The policy statement on the bill highlights the need to strengthen cyber security in supply chains, which has been acknowledged as a major issue for the public sector and has prompted the publication of guidance by the National Cyber Security Centre (NCSC).
The bill will require managed service providers to comply with the Network and Information Systems (NIS) Regulations, placing them on the same footing as firms that provide digital services to protect a broader range of services from cyber attacks.
According to the policy statement this will cover between 900 and 1,100 managed service providers.
Critical suppliers
The bill will also introduce a power for regulators to identify and designate specific high impact suppliers as ‘designated critical suppliers’ and subject them to obligations comparable to those of operators of essential services and relevant digital service providers.

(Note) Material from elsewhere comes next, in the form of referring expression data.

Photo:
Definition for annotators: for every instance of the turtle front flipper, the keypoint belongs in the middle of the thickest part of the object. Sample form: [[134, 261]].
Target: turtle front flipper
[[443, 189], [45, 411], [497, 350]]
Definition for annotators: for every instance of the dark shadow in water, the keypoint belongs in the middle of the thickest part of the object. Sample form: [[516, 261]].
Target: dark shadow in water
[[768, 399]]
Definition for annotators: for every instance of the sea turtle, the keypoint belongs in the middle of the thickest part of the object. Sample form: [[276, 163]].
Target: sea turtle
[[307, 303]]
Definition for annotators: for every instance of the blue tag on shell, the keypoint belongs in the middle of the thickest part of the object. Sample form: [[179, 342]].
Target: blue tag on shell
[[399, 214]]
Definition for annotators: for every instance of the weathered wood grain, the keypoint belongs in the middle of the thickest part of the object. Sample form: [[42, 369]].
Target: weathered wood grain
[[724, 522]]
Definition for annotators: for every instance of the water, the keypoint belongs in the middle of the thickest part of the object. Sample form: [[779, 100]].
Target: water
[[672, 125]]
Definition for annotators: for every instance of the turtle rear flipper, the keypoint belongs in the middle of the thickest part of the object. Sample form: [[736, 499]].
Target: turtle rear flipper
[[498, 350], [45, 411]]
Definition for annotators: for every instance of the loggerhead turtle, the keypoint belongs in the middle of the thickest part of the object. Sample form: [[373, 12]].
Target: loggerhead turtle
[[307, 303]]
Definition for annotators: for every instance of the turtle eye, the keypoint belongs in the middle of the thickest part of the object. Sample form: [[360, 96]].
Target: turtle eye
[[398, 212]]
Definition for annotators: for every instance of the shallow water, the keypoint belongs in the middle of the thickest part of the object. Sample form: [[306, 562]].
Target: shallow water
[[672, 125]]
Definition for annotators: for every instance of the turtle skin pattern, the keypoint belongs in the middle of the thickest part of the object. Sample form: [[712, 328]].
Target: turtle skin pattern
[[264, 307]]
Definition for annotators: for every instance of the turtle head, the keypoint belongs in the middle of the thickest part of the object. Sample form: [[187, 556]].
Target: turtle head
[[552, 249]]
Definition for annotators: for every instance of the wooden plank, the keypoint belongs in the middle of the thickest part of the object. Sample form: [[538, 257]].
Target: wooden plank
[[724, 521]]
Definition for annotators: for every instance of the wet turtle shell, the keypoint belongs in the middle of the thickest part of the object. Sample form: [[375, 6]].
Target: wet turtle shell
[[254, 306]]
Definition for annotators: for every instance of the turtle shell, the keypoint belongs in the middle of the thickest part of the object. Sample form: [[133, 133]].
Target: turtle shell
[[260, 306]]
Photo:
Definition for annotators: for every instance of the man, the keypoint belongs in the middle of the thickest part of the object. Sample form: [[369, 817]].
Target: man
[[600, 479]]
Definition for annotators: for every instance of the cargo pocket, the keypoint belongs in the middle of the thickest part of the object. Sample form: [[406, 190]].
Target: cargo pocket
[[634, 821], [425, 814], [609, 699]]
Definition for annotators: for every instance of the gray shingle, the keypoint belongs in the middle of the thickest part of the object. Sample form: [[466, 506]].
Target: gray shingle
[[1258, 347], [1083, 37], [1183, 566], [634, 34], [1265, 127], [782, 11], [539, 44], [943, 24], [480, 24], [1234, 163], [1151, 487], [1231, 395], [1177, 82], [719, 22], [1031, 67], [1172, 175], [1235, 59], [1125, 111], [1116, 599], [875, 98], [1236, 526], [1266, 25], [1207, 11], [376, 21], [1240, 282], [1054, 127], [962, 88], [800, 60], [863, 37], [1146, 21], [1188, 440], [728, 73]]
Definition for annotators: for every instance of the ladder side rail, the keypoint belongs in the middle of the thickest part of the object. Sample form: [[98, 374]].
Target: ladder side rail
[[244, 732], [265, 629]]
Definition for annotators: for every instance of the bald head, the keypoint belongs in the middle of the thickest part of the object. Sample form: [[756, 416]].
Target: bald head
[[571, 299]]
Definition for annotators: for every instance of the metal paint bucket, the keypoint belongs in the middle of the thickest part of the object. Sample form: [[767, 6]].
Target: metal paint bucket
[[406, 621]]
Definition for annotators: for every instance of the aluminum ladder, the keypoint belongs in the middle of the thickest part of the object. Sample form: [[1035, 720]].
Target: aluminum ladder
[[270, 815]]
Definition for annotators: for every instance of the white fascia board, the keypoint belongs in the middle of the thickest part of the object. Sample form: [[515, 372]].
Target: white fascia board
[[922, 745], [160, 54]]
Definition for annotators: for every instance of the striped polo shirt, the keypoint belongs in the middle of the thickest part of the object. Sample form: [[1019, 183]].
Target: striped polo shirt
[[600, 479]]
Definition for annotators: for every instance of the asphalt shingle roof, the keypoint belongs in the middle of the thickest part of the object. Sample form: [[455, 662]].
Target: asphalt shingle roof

It will also require the two latter groups to manage supply chain cyber risks through measures such as contractual requirements, security checks and continuity plans.
These measures will be accompanied by giving the Government more flexibility to update regulatory frameworks when needed to respond to changing threats, and updating the incident reporting requirements for regulated organisations.
Secretary of State for Science, Innovation, and Technology Peter Kyle said: “Attempts to disrupt our way of life and attack our digital economy are only gathering pace, and we will not stand by as these incidents hold our future prosperity hostage.
“The Cyber Security and Resilience Bill, will help make the UK’s digital economy one of the most secure in the world - giving us the power to protect our services, our supply chains, and our citizens – the first and most important job of any government.”
Real risks
Health and Social Care Secretary Wes Streeting said: “Cyber attacks are becoming increasingly sophisticated and create real risks for our health service if we do not act now to put the right protections in place.
“We are building an NHS that is fit for the future. This bill will boost the NHS’s resilience against cyber threats, secure sensitive patient data and make sure life-saving appointments are not missed as we deliver our Plan for Change.”
The Government is also exploring additional measures to make sure it can respond effectively to new cyber threats. These include giving the Technology Secretary powers to direct regulated organisations to shore up their cyber defences, and new protections for more than 200 data centres.
Richard Horne, NCSC CEO, said: “The Cyber Security and Resilience Bill is a landmark moment that will ensure we can improve the cyber defences of the critical services on which we rely every day, such as water, power and healthcare.
“It is a pivotal step toward stronger, more dynamic regulation, one that not only keeps up with emerging threats but also makes it as challenging as possible for our adversaries.”